STRUMPACK icon indicating copy to clipboard operation
STRUMPACK copied to clipboard

GPU Support

Open artv3 opened this issue 5 years ago • 4 comments

Hi,

I was wondering if GPU support (Nvidia/AMD) is on the roadmap?

artv3 avatar Jul 09 '20 15:07 artv3

Hi,

We have some initial support for Nvidia GPUs, using cuBLAS/cuSOLVER and SLATE for one of the solver algorithms (for the direct solver, not for the preconditioners or the iterative solvers). In an older branch, we also used MAGMA (instead of cuBLAS/cuSOLVER), because they provide variable sized batched GEMM.

There are currently no CUDA kernels in the code, since we can get most of the performance from BLAS/LAPACK. However, I'm planning to add a few small CUDA kernels to avoid CPU<->GPU data movement, which would also make it easier to remove our use of CUDA managed memory (cudaMallocManaged).
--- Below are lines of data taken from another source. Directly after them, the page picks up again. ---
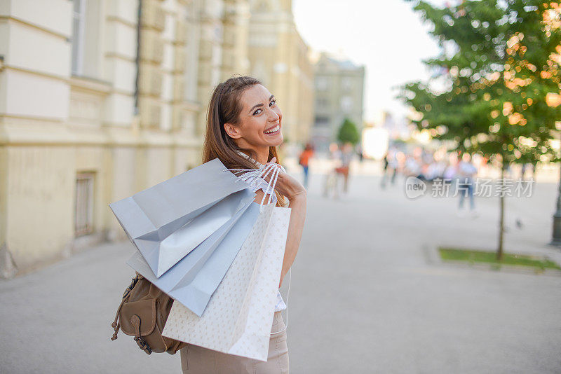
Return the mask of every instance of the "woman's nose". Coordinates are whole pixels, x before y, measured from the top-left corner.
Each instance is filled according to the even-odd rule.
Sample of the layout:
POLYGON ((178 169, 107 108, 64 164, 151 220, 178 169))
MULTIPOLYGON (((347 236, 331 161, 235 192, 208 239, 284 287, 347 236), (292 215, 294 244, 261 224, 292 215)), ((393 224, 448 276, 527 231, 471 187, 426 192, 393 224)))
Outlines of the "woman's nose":
POLYGON ((280 117, 278 116, 278 113, 276 113, 273 109, 269 109, 269 120, 271 122, 276 122, 278 121, 280 117))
That will then make it easier to 'hipify' the code.

To test the current cuBLAS/cuSOLVER support, add -DTPL_ENABLE_CUBLAS=ON -DCUDAToolkit_ROOT=/some/path to your cmake command, and -DTPL_ENABLE_SLATE=ON for SLATE support for distributed memory (ScaLAPACK alternative).
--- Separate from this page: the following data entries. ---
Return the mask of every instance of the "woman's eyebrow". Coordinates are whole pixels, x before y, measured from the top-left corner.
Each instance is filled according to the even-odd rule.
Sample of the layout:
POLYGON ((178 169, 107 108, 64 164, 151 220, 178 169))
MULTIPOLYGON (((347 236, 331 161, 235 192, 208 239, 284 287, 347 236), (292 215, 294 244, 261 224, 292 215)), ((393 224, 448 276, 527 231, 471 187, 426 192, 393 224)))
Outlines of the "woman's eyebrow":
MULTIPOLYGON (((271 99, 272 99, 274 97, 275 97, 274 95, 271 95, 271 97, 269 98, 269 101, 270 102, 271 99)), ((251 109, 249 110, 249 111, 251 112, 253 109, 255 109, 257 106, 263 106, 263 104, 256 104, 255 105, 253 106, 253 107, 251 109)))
I'd be happy to discuss more.

pghysels avatar Jul 09 '20 16:07 pghysels

Are you working on some application or are you thinking about RAJA?
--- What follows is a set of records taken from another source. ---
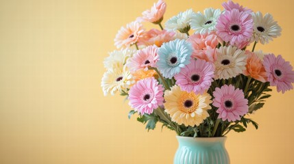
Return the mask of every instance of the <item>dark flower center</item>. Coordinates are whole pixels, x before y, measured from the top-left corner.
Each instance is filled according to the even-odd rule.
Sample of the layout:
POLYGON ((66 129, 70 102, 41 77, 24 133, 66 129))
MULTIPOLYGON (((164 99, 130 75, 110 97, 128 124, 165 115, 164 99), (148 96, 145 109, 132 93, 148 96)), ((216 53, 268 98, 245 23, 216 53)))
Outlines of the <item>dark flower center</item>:
POLYGON ((211 20, 208 20, 208 21, 207 21, 207 22, 205 23, 205 25, 210 24, 210 23, 212 23, 212 21, 211 21, 211 20))
POLYGON ((200 76, 198 74, 193 74, 191 77, 191 80, 193 81, 199 81, 199 79, 200 79, 200 76))
POLYGON ((230 63, 231 62, 228 59, 224 59, 224 60, 221 61, 221 64, 223 65, 225 65, 225 66, 230 64, 230 63))
POLYGON ((117 79, 117 81, 121 81, 122 79, 123 79, 123 77, 118 77, 118 78, 117 79))
POLYGON ((282 75, 282 72, 279 70, 275 70, 275 74, 278 76, 280 77, 282 75))
POLYGON ((232 107, 233 106, 233 103, 230 100, 226 100, 226 101, 225 101, 225 106, 226 107, 230 108, 230 107, 232 107))
POLYGON ((238 30, 240 29, 240 27, 237 25, 234 25, 231 26, 231 29, 234 31, 237 31, 238 30))
POLYGON ((144 97, 143 97, 144 100, 148 100, 149 98, 150 98, 149 94, 145 94, 145 96, 144 96, 144 97))
POLYGON ((171 59, 169 61, 171 62, 171 64, 175 64, 177 62, 177 59, 175 57, 171 57, 171 59))
POLYGON ((149 63, 150 63, 150 62, 149 60, 146 60, 145 62, 145 64, 148 64, 149 63))
POLYGON ((185 102, 184 103, 184 105, 185 105, 185 107, 192 107, 193 105, 193 102, 190 100, 186 100, 185 102))
POLYGON ((265 31, 265 29, 262 27, 258 26, 258 27, 257 27, 257 30, 258 30, 260 32, 263 32, 263 31, 265 31))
pghysels avatar Jul 14 '20 17:07 pghysels

I was just thinking about it from a user point of view. If my application assembles a matrix how does the hand off to STRUMPACK work? For example, can I provide device pointers? or would it do the host-device copy for me?

artv3 avatar Jul 16 '20 22:07 artv3

We don't have an interface that takes device pointers. There are several steps in the algorithms that we cannot do on the GPU yet, such as reordering of the (sparse) matrix to reduce the fill-in during the factorization, or reordering for numerical stability, and the symbolic analysis phase. For the ordering we call external libraries such as METIS, Scotch and MC64.

pghysels avatar Jul 28 '20 17:07 pghysels